The pipeline continuously compares the current schema annotations with the LLM predictions to uncover meaningful deviations.

Typical cases include:

New columns added without any annotation.
Existing annotations that no longer match the contents of the column.
Columns with sensitive values that are labeled as eligible for cross-region movement.

When the system detects a violation, it creates a policy entry and files a JIRA ticket to the owner team with the table, column, proposed label, and confidence reference. This turns data classification issues into an ongoing workflow that teams can track and resolve in the same way they track other production events.

Impact and evaluation

The system was evaluated on 2,258 labeled samples, of which 1,010 contained PII and 1,248 were non-PII. On this dataset, it reached 92% accuracy and 95% recall for PII detection.

More importantly for stakeholders, the deployment produced the operational results that were required:

Manual review effort for each large-scale audit cycle reduced from weeks to hours as reviewers start with high-quality suggested labels rather than raw schema.
Instead of being discovered during an annual review, labeling drift is now detected continuously as the schema is developed.
Alerts about sensitive data mislabeled as secure are more targeted, so security teams can take immediate action instead of testing noisy rules-based scanners.
Masking and residency policies are largely enforced using the same label classification that powers the analysis and reporting.

Precision and recall act as guardrails, but the system is tailored to outcomes such as review time, latency to drift detection, and volume of actionable tickets produced per week.

conclusion

By combining taxonomy-driven labeling and an MOE-style evaluation framework, we enabled existing engineering and governance workflows in Databricks to manage experiments and deployments using MLflow.

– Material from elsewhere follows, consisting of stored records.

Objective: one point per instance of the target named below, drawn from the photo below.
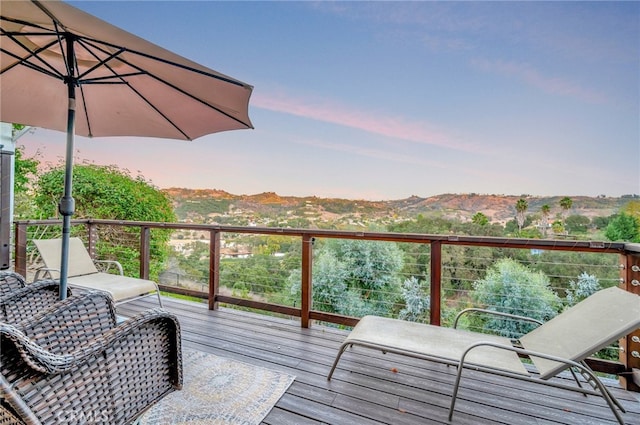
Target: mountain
(213, 205)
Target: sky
(386, 100)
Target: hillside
(213, 205)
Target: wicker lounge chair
(24, 303)
(83, 273)
(562, 343)
(10, 281)
(71, 363)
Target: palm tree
(546, 210)
(566, 203)
(521, 208)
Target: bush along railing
(336, 277)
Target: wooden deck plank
(369, 387)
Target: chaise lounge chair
(83, 273)
(71, 363)
(562, 343)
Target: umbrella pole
(67, 203)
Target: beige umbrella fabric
(64, 69)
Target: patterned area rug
(220, 391)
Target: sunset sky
(384, 100)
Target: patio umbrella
(64, 69)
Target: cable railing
(336, 277)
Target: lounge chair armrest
(105, 265)
(124, 335)
(44, 272)
(71, 323)
(521, 351)
(25, 303)
(494, 313)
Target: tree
(480, 219)
(106, 192)
(544, 223)
(355, 277)
(416, 302)
(577, 224)
(521, 208)
(585, 286)
(511, 287)
(26, 170)
(566, 203)
(623, 227)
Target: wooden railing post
(92, 232)
(21, 249)
(630, 345)
(436, 282)
(145, 250)
(214, 269)
(307, 255)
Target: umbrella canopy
(63, 69)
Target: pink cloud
(531, 76)
(389, 126)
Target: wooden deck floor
(372, 388)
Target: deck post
(214, 269)
(436, 282)
(145, 249)
(630, 345)
(92, 231)
(307, 253)
(21, 249)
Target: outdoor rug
(220, 391)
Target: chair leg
(342, 349)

This keeps labels fresh when the schema changes, makes compliance reviews faster and more focused, and provides the enforcement hooks needed to consistently enforce masking and residency rules across the platform.

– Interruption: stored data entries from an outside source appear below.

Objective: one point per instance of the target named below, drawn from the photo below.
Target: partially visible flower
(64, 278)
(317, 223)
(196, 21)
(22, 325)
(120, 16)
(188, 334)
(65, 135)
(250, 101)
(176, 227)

The most exciting part of this work is integrating our internal learnings directly into the data classification product. As we pilot and validate these technologies inside LogSentinel, we incorporate our technologies directly into Databricks data classification.

The same patterns – ingesting metadata and samples, enhancing context, orchestrating multiple LLMs, and feeding predictions into policy and ticketing systems – can be reused wherever reliable, evolving understanding of the data is needed. By incorporating these insights into our core product offering, we are enabling every organization to leverage our data intelligence for compliance and governance with the same accuracy and scale as we do at Databricks.

approvals

This project was made possible through the collaboration of multiple engineering teams. thanks for doing Anirudh Kondaveeti, sitichai giampojmarn, zefan zoo, li yang, xiaohui sun, Divyendu Karmakar, chennen liang, Vishwesh Periyasamy, changzhou ou, avion kim, Matthew Hayes, benjamin ebanks, Sudeep Srivastava For their support and contribution.